After leading migrations for organizations ranging from 200 to 4,000 engineers, I've distilled it into 6 phases that keep production alive and teams sane.
Phase 1: Discovery & Dependency Mapping
Before touching a single VM, audit everything.
Inventory all services: apps, databases, middleware, integrations
Map inter service dependencies including the undocumented ones (ask the engineers who've been there longest)
Tag everything by criticality, data sensitivity, migration complexity
Identify the "spiders in the web" services everything else depends on
Tools: AWS Application Discovery Service, Cloudamize, or a structured spreadsheet + interviews.
Phase 2: Cloud Foundation & Landing Zone
Build the platform before you migrate anything.
Set up your VPC architecture (hub spoke or flat decide now)
Implement IAM roles, SCPs, and guardrails
Deploy centralized logging, monitoring, and alerting
Establish your IaC standard (Terraform modules, Pulumi stacks — standardize before day one)
Set cost budgets and alerts BEFORE anything runs
Never skip this. Teams that migrate first and "sort out governance later" always regret it.
Phase 3: Pilot Migration (Noncritical workloads)
Start small. Build confidence.
Choose a non-critical, low traffic service
Run full migration lifecycle: move → validate → monitor → optimize
Document everything. This becomes your runbook for every subsequent migration
Identify gaps in tooling and process while the stakes are low
Phase 4: Wave Based Migration
Organize workloads into migration waves by complexity:
Wave 1: Stateless apps (easiest)
Wave 2: Stateful apps with managed DB alternatives
Wave 3: Complex integrations and legacy services
Wave 4 (optional): Services that require refactoring before migration
Run each wave over 2–4-week sprints. Include a 2-week stabilization window after each wave before proceeding.

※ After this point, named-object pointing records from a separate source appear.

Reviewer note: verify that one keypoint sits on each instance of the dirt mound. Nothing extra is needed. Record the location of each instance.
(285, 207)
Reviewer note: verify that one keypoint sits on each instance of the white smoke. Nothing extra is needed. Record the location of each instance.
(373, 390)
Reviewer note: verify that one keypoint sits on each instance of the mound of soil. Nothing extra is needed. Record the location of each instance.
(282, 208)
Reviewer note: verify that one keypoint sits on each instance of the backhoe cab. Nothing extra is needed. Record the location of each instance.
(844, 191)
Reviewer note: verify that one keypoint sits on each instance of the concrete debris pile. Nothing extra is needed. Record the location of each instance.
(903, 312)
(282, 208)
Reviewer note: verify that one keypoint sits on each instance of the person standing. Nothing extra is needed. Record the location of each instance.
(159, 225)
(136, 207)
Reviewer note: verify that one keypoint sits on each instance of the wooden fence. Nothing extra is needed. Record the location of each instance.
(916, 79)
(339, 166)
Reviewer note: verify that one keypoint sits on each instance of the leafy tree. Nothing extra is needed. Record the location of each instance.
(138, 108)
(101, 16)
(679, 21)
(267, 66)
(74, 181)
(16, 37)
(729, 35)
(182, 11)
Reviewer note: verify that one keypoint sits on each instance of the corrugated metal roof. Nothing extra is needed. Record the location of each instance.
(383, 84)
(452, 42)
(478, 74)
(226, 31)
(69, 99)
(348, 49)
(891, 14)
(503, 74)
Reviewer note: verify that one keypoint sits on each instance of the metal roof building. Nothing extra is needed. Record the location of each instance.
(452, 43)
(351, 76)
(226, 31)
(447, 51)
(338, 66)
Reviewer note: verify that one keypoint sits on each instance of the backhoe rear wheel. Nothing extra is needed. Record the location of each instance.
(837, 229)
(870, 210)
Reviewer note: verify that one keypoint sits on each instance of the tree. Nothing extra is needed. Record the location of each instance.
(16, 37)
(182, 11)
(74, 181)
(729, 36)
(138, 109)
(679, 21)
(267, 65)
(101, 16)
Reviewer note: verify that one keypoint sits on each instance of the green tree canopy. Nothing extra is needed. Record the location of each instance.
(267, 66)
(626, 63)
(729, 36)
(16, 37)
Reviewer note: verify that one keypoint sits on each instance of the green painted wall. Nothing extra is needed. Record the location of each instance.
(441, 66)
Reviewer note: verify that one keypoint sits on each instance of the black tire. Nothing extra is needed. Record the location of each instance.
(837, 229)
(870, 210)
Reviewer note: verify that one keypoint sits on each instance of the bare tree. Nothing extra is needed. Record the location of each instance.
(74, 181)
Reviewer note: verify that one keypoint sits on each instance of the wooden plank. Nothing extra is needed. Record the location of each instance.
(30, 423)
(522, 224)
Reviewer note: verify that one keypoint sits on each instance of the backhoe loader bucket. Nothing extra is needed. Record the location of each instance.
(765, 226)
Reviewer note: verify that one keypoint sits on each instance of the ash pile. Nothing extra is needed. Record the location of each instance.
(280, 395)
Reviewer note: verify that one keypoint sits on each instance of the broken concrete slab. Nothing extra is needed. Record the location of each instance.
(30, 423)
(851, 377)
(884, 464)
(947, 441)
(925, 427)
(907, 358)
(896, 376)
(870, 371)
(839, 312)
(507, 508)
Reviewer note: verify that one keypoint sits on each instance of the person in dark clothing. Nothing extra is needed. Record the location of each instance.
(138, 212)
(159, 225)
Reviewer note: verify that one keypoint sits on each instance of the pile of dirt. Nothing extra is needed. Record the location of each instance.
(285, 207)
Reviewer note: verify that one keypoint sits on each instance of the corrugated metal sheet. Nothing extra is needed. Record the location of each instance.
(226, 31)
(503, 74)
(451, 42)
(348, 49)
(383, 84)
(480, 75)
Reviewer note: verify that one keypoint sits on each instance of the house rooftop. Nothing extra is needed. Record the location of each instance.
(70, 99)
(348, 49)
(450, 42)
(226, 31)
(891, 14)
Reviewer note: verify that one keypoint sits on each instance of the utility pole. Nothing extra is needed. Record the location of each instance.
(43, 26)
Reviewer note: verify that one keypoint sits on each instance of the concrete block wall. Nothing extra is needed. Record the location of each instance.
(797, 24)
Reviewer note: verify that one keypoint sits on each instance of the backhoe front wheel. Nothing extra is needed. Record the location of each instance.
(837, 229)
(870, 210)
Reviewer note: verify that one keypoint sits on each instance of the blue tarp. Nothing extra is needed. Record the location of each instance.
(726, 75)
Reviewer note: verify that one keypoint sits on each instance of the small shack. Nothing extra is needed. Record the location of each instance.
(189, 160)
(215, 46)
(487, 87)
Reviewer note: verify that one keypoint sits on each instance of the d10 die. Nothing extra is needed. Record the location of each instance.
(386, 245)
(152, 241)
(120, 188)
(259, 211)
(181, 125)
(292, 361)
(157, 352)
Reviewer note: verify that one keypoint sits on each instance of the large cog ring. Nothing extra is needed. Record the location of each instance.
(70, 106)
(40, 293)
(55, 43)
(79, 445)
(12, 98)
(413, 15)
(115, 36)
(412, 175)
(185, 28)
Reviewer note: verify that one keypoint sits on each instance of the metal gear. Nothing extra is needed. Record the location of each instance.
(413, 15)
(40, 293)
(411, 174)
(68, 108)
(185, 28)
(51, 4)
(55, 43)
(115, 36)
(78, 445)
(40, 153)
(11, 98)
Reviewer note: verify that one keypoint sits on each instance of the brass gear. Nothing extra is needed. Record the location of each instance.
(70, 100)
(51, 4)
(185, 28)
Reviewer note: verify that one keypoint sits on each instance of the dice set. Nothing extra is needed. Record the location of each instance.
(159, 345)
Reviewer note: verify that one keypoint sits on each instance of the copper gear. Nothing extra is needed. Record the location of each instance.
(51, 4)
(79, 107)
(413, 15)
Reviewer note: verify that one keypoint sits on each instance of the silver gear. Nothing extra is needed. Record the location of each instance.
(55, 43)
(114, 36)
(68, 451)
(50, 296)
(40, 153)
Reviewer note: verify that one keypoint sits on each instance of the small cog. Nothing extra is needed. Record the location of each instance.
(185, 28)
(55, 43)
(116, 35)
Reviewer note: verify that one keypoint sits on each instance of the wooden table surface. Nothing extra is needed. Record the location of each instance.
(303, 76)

Phase 5: Cutover & Traffic Management
Zero-downtime means dual running, not big-bang.
Use feature flags and DNS-based traffic shifting (Route 53 weighted routing or equivalent)
Implement a circuit breaker to instantly roll back traffic if error rates spike
Keep on prem running in parallel for 30–60 days post cutover
Don't decommission anything until you've run at least one full billing cycle on cloud
Phase 6: Optimize & Decommission
The migration isn't over when the apps are running.
Right-size instances based on real usage data (wait at least 2 weeks)
Implement autoscaling where you were running fixed capacity
Set up FinOps dashboards cloud spend will be surprising at first
Decommission on prem systematically, not in a rush
Run a migration retrospective with every team involved
The Rule I Never Break
No service goes to production without observability in place (logs, metrics, traces), a documented runbook, an on-call rotation assigned, and a tested rollback procedure.